Replacing placeholders with dictionary keys/values

Question

I have text with placeholders like:

sometext $plc_hldr1 some more text $plc_hldr2 some more more text $1234date_placeholder some text $5678date_placeholder

Then I have dictionary, where keys represents placeholders and value is the value by which the placeholders should be replaced by:

placeholders = {'$plc_hldr1': '1111',
                '$plc_hldr2': 'abcd'}

I found and adjusted the function to process the replacement:

def multiple_replace(adict, text):
   # Create a regular expression from all of the dictionary keys
    regex = re.compile("|".join(map(re.escape, adict.keys(  ))))

   # For each match, look up the corresponding value in the dictionary
   return regex.sub(lambda match: adict[match.group(0)], text)

The function is doing it's job for $plc_hldr1 and $plc_hldr2.

But there are $1234date_placeholder and $5678date_placeholder - both should be replaced with one predefined value. In those case date_placeholder stays the same but number part is always different.

What I came up with is:

def multiple_replace(adict, text):
   # Create a regular expression from all of the dictionary keys
    regex = re.compile("|".join(map(re.escape, adict.keys(  ))))
    regex = re.sub("\$\d*date_placeholder", "20200101", txt)
   # For each match, look up the corresponding value in the dictionary
   return regex.sub(lambda match: adict[match.group(0)], text)

But is there more elegant way of doing that? In case I have some more placeholders with variable numeric part which should be replaced by the same value (eg $1234dname_placeholder, $1234age_placeholder)?

Answer 1

You could combine \$\d*date_placeholder with the rest of the placeholders, IF the rest of the placeholders do not need to be escaped.
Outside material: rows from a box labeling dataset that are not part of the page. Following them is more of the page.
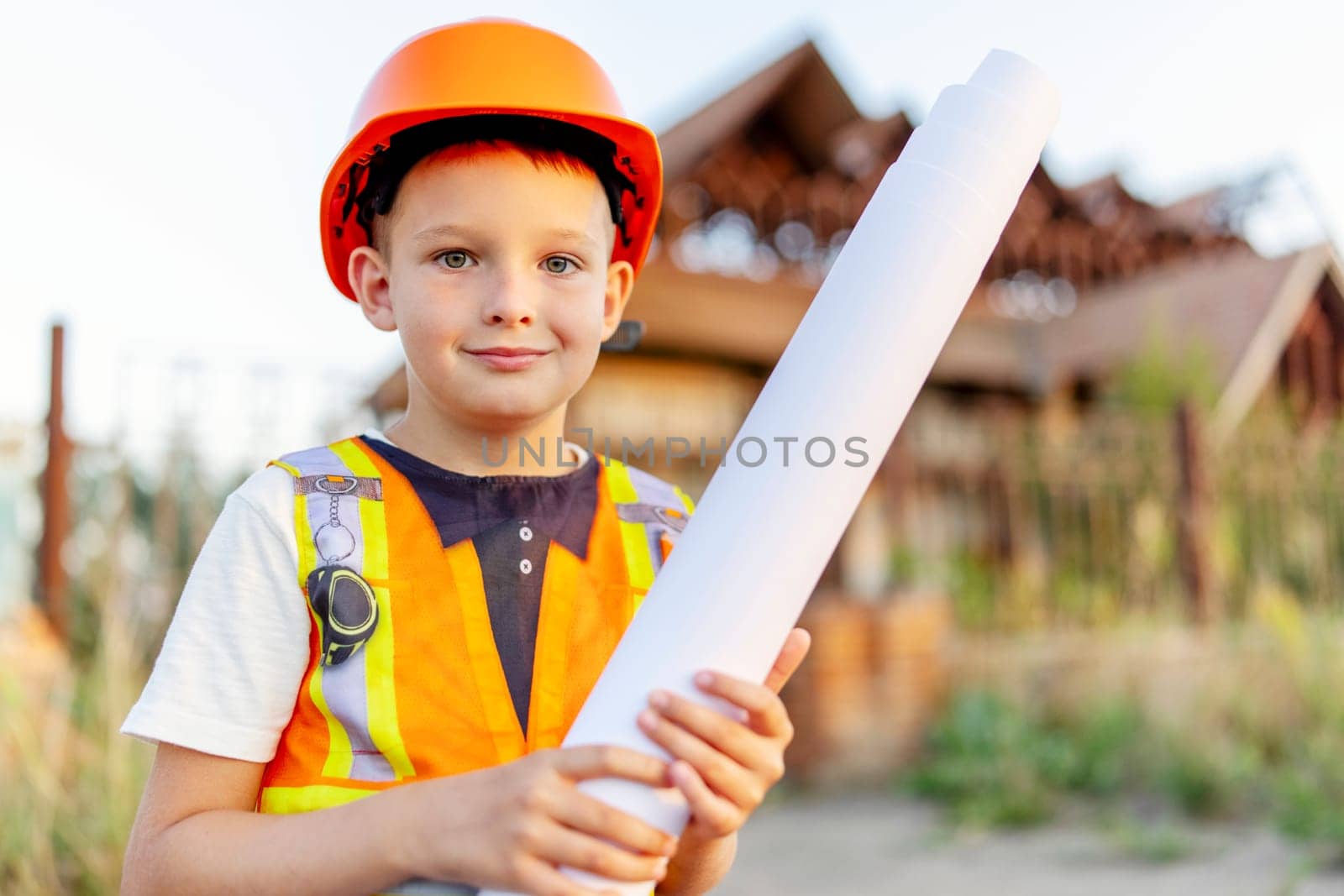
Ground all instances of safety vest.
[257,438,694,886]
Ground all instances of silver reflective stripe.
[281,446,396,780]
[616,464,685,575]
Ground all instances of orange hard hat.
[321,18,663,300]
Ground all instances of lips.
[468,345,546,358]
[466,345,547,371]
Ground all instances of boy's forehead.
[398,146,616,246]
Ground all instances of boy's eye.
[546,255,574,274]
[435,249,472,267]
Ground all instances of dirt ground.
[715,794,1344,896]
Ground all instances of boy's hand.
[640,629,811,842]
[407,746,677,896]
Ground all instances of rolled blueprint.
[478,50,1059,896]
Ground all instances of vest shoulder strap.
[267,438,387,584]
[605,458,695,609]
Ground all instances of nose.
[481,270,536,327]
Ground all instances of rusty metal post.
[36,324,72,646]
[1174,401,1218,625]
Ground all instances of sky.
[0,0,1344,475]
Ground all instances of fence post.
[1174,401,1218,625]
[36,324,72,646]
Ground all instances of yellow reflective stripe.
[607,461,654,601]
[672,485,695,516]
[260,784,379,815]
[289,483,354,778]
[331,439,415,780]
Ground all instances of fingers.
[531,820,668,881]
[549,789,677,859]
[672,760,746,837]
[553,744,668,787]
[669,670,793,740]
[517,856,632,896]
[638,701,771,807]
[764,629,811,693]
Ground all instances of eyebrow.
[412,224,602,251]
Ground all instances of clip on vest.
[307,475,378,666]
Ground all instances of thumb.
[764,629,811,693]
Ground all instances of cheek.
[551,289,605,348]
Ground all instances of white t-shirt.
[121,430,587,762]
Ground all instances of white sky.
[0,0,1344,475]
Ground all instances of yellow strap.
[606,461,654,599]
[260,784,378,815]
[331,439,415,780]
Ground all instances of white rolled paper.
[475,50,1059,896]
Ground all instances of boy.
[123,20,809,896]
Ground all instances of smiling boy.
[123,20,809,896]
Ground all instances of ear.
[602,260,634,340]
[345,246,396,332]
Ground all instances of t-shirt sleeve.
[121,466,311,762]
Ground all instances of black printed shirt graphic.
[363,438,600,736]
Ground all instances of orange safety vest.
[257,438,694,892]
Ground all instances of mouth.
[466,345,549,371]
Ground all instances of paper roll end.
[966,47,1059,128]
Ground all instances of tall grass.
[0,614,152,896]
[899,585,1344,862]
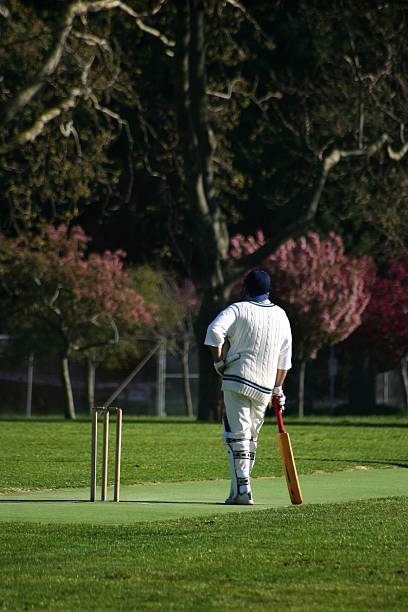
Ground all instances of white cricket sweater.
[204,300,292,401]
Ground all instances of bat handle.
[272,397,286,433]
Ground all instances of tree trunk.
[298,359,306,419]
[87,356,96,414]
[349,349,376,414]
[183,340,193,417]
[61,355,76,419]
[400,355,408,410]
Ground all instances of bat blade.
[277,431,303,504]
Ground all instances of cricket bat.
[272,397,303,504]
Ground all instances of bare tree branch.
[1,0,174,124]
[0,87,83,154]
[225,134,394,288]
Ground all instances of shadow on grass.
[0,499,225,506]
[296,457,408,469]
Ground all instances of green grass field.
[0,416,408,611]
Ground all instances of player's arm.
[272,369,288,412]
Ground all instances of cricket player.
[204,270,292,505]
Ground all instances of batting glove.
[272,387,286,412]
[214,359,225,376]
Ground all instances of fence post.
[157,340,167,416]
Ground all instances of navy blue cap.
[244,270,271,302]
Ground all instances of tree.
[175,0,407,419]
[231,232,373,417]
[1,0,408,419]
[132,266,200,416]
[0,225,155,418]
[359,254,408,408]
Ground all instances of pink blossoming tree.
[0,225,155,418]
[230,232,373,416]
[360,253,408,408]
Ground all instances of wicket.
[90,406,122,502]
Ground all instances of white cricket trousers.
[224,390,270,442]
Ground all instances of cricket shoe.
[225,491,254,506]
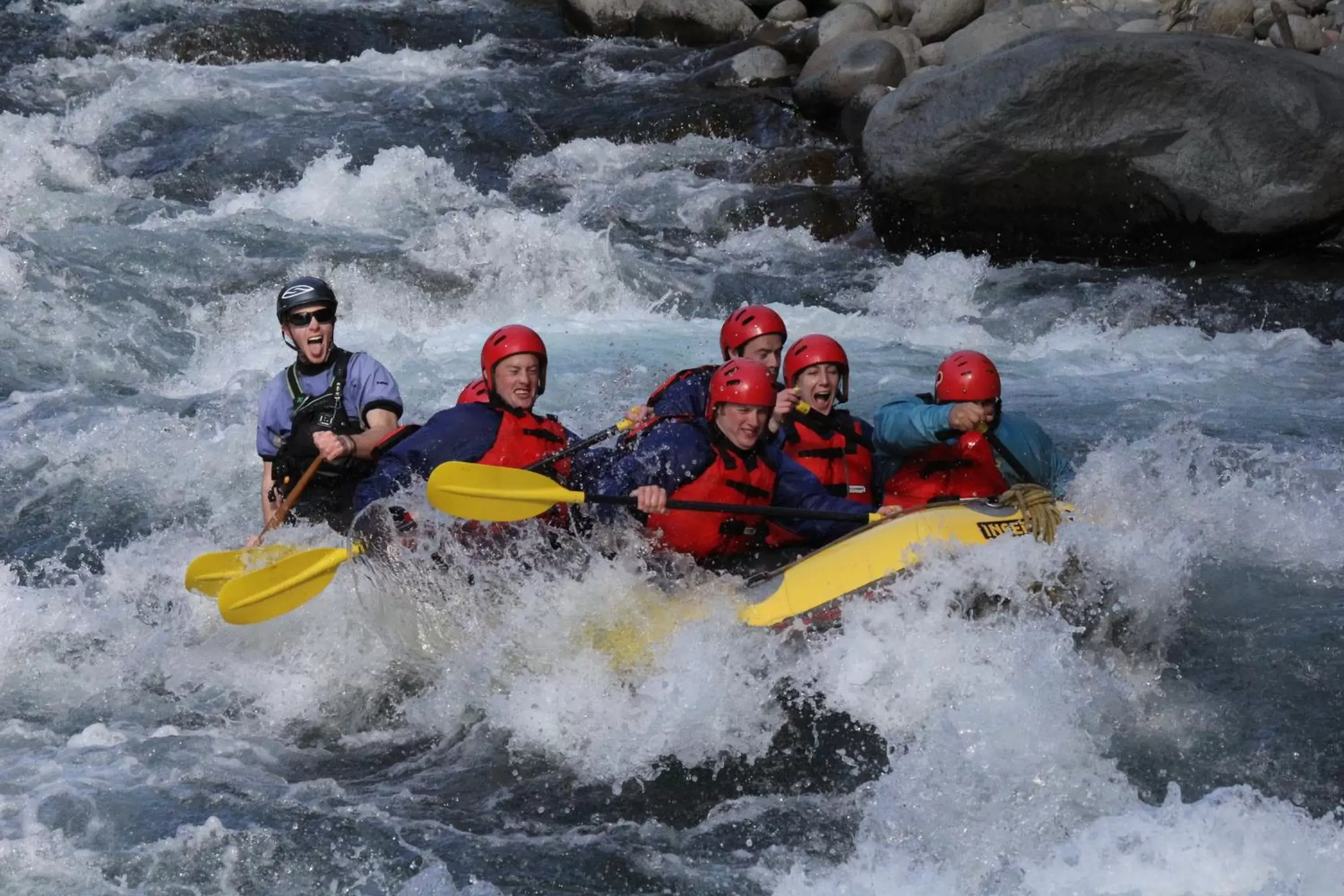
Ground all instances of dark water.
[0,0,1344,895]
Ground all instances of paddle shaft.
[257,454,323,541]
[523,421,634,473]
[583,491,872,522]
[985,431,1040,485]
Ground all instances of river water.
[0,0,1344,896]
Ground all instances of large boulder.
[793,34,906,121]
[634,0,761,47]
[1195,0,1255,38]
[560,0,644,38]
[862,31,1344,261]
[943,3,1113,66]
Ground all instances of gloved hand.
[999,485,1060,544]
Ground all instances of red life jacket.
[767,411,876,548]
[882,433,1008,509]
[477,405,570,478]
[648,435,775,560]
[784,411,875,506]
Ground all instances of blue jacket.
[872,395,1074,494]
[355,402,609,513]
[650,367,718,419]
[595,421,864,541]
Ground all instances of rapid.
[0,0,1344,896]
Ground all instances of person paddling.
[597,359,892,560]
[872,351,1074,540]
[637,305,798,444]
[457,376,491,405]
[249,277,402,547]
[780,333,880,508]
[355,324,599,512]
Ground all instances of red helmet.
[719,305,789,360]
[933,352,1003,402]
[457,376,491,405]
[481,324,546,395]
[784,333,849,405]
[704,358,775,421]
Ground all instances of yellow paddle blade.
[583,590,710,672]
[738,501,1073,626]
[219,544,362,625]
[185,544,300,598]
[425,461,583,522]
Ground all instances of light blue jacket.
[872,395,1074,494]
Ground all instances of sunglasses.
[288,308,336,327]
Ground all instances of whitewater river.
[0,0,1344,896]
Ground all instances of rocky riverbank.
[560,0,1344,259]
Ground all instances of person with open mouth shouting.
[770,333,882,545]
[249,277,402,547]
[598,358,892,561]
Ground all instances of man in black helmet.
[257,277,402,540]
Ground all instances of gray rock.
[1074,0,1163,13]
[860,30,1344,261]
[765,0,808,22]
[943,3,1111,66]
[793,34,906,121]
[817,3,882,46]
[774,19,818,66]
[1116,19,1165,34]
[1269,16,1329,52]
[895,0,921,26]
[1251,0,1306,40]
[634,0,759,47]
[874,26,921,75]
[942,11,1036,66]
[1195,0,1255,35]
[840,85,894,145]
[560,0,644,38]
[910,0,985,43]
[919,42,945,66]
[827,0,896,22]
[691,47,789,87]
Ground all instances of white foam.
[204,146,485,235]
[66,721,126,750]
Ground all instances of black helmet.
[276,277,336,324]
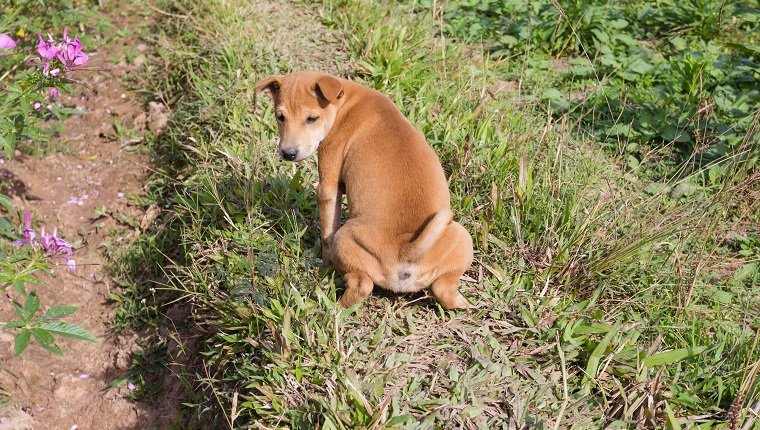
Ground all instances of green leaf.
[586,325,620,378]
[38,321,100,343]
[0,135,16,160]
[665,402,681,430]
[644,182,670,196]
[24,293,40,318]
[32,328,63,355]
[734,261,757,282]
[3,320,24,330]
[42,305,79,319]
[13,302,29,321]
[642,346,707,367]
[13,279,28,297]
[14,330,32,357]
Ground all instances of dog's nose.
[280,149,298,161]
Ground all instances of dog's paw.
[322,246,332,267]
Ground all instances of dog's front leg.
[317,179,343,266]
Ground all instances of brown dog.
[256,72,472,309]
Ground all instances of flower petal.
[0,33,16,49]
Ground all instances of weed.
[117,0,760,428]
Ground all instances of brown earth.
[0,4,178,430]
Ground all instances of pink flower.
[0,33,16,49]
[56,29,88,71]
[37,33,58,60]
[13,211,76,271]
[47,87,61,100]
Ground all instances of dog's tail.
[399,208,454,263]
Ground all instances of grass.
[114,0,760,429]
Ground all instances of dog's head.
[256,72,345,161]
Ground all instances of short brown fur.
[256,72,473,309]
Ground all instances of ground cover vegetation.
[98,0,760,429]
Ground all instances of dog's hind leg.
[332,220,382,307]
[432,273,472,310]
[340,272,374,308]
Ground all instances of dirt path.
[0,4,176,430]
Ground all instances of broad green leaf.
[38,321,100,343]
[734,261,758,282]
[24,293,40,317]
[3,320,24,330]
[586,325,620,378]
[642,346,707,367]
[14,330,32,357]
[13,279,28,297]
[13,302,29,321]
[665,402,681,430]
[32,328,63,355]
[42,305,79,319]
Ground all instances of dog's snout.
[280,149,298,161]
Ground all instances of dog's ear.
[253,75,282,97]
[314,76,343,103]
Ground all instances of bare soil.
[0,4,178,430]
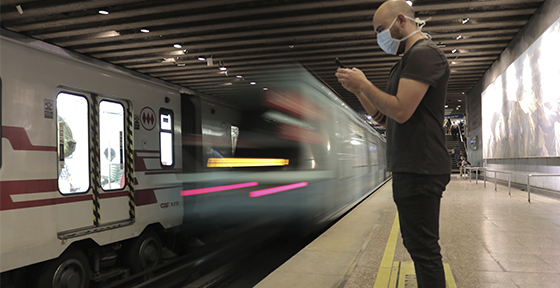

Then, create a second dictionary without any of the special regular expression characters, to use when looking up what to replace a regex match with.

map(re.escape, adict.keys()) is necessary in your code above since you have the special regex character $ in the placeholder names. I would recommend adding the special character escapes yourself, and adding your \$\d*date_placeholder lookup as a key/value pair in placeholders. This removes both the need to map re.escape over your keys and the need to use a second substitution in the multiple_replace function.

Like so...

import re

placeholders = {r'\$plc_hldr1': '1111',
                r'\$plc_hldr2': 'abcd',
                r'\$\d*date_placeholder': '20200101'}

def remove_escape_chars(reggie):
    return re.sub(r'\\\$\\d\*|\$\d*|\\', '', reggie)

def multiple_replace(escape_dict, text):
   # Create a second dictionary to lookup regex match replacement targets
   unescaped_placeholders = { remove_escape_chars(k): placeholders[k] for k in placeholders }

   # Create a regular expression from all of the dictionary keys
   regex = re.compile("|".join(escape_dict.keys()))
   return regex.sub(lambda match: unescaped_placeholders[remove_escape_chars(match.group(0))], text)

text = "sometext $plc_hldr1 some more text $plc_hldr2 some more more text $1234date_placeholder some text $5678date_placeholder"

result = multiple_replace(placeholders, text)
print(result)

The downside of this approach is the fact you would have to update the regex in the remove_escape_chars(...) function if you introduced a new pattern into placeholders. (It WILL extend to similar patterns, such as $1234dname_placeholder or $1234age_placeholder.)